Some of the soldiers didn’t feel remorse about killing the infected. The older generation liked to blame the younger for embracing violence due to rap songs and video games. Lee believed some people just didn’t have much in the empathy department. At the moment, he was glad people like that were on his side.
Lee felt remorse. A lot, but he buried it. The mission came first.
A voice called, “Coming out!”
Three soldiers scurried out of the one of the dormitory buildings while a fourth provided overwatch at the door.
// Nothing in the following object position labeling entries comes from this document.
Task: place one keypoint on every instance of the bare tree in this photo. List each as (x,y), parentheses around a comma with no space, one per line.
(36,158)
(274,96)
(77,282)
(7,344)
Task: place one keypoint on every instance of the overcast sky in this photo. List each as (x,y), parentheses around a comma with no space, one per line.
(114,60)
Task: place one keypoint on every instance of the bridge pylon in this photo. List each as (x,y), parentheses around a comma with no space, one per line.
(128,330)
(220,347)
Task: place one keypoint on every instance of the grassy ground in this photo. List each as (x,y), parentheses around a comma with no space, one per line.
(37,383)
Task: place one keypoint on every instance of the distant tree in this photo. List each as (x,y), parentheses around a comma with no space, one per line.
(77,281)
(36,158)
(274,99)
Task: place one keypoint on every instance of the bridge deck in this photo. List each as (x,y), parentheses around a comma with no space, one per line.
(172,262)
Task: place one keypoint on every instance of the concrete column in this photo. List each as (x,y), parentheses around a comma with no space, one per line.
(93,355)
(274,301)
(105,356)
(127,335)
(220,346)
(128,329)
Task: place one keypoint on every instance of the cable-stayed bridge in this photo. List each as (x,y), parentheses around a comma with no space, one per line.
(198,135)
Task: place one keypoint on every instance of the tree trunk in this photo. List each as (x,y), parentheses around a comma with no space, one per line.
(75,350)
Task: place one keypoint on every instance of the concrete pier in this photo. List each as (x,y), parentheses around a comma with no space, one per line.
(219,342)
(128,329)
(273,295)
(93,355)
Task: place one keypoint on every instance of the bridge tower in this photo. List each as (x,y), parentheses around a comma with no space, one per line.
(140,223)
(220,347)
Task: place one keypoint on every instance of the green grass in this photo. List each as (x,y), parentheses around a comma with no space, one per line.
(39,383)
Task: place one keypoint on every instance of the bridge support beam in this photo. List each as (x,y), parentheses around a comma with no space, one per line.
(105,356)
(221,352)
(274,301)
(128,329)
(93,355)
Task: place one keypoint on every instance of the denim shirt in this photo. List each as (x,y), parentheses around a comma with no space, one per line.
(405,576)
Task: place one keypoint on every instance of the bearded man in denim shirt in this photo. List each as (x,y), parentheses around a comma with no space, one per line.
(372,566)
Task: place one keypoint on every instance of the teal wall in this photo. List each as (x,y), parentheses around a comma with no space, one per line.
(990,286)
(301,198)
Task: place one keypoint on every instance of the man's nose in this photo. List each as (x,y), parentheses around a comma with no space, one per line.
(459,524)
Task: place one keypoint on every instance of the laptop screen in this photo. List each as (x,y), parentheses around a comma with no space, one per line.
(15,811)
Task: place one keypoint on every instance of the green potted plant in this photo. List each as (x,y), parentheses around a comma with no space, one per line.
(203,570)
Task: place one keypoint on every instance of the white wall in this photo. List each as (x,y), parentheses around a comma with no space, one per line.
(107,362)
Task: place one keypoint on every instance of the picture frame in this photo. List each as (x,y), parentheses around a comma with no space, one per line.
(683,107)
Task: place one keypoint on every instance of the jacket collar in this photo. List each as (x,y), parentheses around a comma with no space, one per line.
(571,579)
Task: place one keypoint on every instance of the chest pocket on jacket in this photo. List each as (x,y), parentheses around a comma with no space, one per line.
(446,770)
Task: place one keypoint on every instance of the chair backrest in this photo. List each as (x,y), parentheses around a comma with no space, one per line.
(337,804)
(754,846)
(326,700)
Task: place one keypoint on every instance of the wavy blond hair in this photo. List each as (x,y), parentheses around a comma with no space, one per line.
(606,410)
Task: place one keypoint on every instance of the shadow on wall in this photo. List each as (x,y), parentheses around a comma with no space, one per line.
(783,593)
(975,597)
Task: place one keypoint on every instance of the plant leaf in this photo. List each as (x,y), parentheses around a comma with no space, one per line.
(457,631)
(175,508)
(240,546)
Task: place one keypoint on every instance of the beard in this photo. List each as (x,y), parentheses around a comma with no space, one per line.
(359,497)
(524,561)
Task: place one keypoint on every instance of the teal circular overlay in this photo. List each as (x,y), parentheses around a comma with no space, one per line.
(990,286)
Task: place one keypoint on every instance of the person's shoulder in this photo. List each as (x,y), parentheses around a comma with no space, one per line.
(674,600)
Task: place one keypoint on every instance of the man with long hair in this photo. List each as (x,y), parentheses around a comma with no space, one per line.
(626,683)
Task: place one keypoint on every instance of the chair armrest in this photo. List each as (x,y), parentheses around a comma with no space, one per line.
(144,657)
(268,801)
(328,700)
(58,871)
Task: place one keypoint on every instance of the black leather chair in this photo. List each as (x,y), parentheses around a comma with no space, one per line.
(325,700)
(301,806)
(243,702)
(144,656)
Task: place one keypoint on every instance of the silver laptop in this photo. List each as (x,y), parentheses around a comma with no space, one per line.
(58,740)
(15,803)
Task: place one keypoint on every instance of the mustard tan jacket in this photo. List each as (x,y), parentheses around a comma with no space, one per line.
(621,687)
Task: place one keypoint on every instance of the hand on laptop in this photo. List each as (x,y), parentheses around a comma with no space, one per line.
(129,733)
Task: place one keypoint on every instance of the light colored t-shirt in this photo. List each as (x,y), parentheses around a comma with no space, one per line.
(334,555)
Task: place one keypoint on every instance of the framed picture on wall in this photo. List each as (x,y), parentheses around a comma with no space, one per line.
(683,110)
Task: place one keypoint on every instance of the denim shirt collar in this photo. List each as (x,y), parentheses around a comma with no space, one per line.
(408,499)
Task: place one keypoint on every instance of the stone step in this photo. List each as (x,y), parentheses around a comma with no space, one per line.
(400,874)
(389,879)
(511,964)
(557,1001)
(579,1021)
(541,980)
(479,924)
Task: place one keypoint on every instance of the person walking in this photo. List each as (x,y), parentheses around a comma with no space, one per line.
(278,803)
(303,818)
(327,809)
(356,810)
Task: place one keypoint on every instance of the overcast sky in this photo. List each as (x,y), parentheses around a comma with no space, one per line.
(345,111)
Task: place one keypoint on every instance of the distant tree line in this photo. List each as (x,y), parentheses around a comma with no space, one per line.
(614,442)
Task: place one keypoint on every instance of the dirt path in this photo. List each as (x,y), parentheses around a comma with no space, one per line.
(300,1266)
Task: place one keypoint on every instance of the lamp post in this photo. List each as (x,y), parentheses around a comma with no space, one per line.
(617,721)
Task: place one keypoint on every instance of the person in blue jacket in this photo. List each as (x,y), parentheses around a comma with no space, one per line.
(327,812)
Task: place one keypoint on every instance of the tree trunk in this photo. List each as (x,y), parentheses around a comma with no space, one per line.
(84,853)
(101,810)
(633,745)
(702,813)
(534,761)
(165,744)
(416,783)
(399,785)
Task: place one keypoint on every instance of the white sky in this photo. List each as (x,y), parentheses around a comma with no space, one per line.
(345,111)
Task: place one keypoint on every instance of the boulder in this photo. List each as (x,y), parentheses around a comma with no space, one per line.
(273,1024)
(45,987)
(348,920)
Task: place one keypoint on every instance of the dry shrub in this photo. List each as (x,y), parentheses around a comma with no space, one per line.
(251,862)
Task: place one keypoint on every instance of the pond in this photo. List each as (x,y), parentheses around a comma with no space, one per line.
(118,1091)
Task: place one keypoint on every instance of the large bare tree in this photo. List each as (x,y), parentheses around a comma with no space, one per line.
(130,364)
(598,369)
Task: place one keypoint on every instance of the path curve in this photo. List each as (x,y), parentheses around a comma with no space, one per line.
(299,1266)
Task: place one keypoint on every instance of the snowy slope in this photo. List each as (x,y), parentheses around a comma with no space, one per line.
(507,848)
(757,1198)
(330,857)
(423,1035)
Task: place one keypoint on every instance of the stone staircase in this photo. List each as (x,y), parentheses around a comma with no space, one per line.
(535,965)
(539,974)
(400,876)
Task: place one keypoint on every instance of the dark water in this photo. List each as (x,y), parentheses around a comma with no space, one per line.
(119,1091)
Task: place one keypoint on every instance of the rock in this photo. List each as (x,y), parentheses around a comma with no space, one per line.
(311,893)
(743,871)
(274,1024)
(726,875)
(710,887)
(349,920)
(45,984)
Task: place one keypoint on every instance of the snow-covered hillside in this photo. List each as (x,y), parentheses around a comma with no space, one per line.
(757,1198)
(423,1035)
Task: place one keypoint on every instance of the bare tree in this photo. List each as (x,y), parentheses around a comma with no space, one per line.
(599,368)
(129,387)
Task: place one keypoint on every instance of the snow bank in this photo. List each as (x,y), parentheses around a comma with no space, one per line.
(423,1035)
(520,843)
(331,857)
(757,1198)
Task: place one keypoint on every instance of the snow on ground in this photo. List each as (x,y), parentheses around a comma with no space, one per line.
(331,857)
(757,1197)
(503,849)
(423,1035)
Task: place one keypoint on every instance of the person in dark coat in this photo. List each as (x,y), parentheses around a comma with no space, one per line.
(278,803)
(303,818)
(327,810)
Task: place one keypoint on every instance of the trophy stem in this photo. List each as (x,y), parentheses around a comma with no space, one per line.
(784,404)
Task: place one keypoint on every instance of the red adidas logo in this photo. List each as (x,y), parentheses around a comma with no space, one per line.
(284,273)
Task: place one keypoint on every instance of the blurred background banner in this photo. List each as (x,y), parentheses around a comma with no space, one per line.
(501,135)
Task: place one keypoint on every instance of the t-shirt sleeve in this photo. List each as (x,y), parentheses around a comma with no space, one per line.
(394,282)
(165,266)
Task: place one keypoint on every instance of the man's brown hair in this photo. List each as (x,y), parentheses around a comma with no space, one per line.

They opened the gate.
One of them waved and said, “Hurry the fuck up before we all get killed.” He noticed Lee’s rank and added quickly, “Sir!”
Lee and his men jogged through the gate and into the building.
Captain Marsh welcomed them in the dining hall with a scowl. “Captain Lee, this is a bag of dicks,” he said, using the popular Army term for a horrible situation. “It’s the mother of all bags of dicks. You’re the battalion S-2. What the hell is going on?”
Lee looked around. The soldiers of Bravo Company glared back at him. All of them were geared up in full battle rattle, as if they expected the crazies to come howling through the door at any moment. The air was tense. They were scared.
“We’re losing Boston,” Lee said. “What else do you want to know?”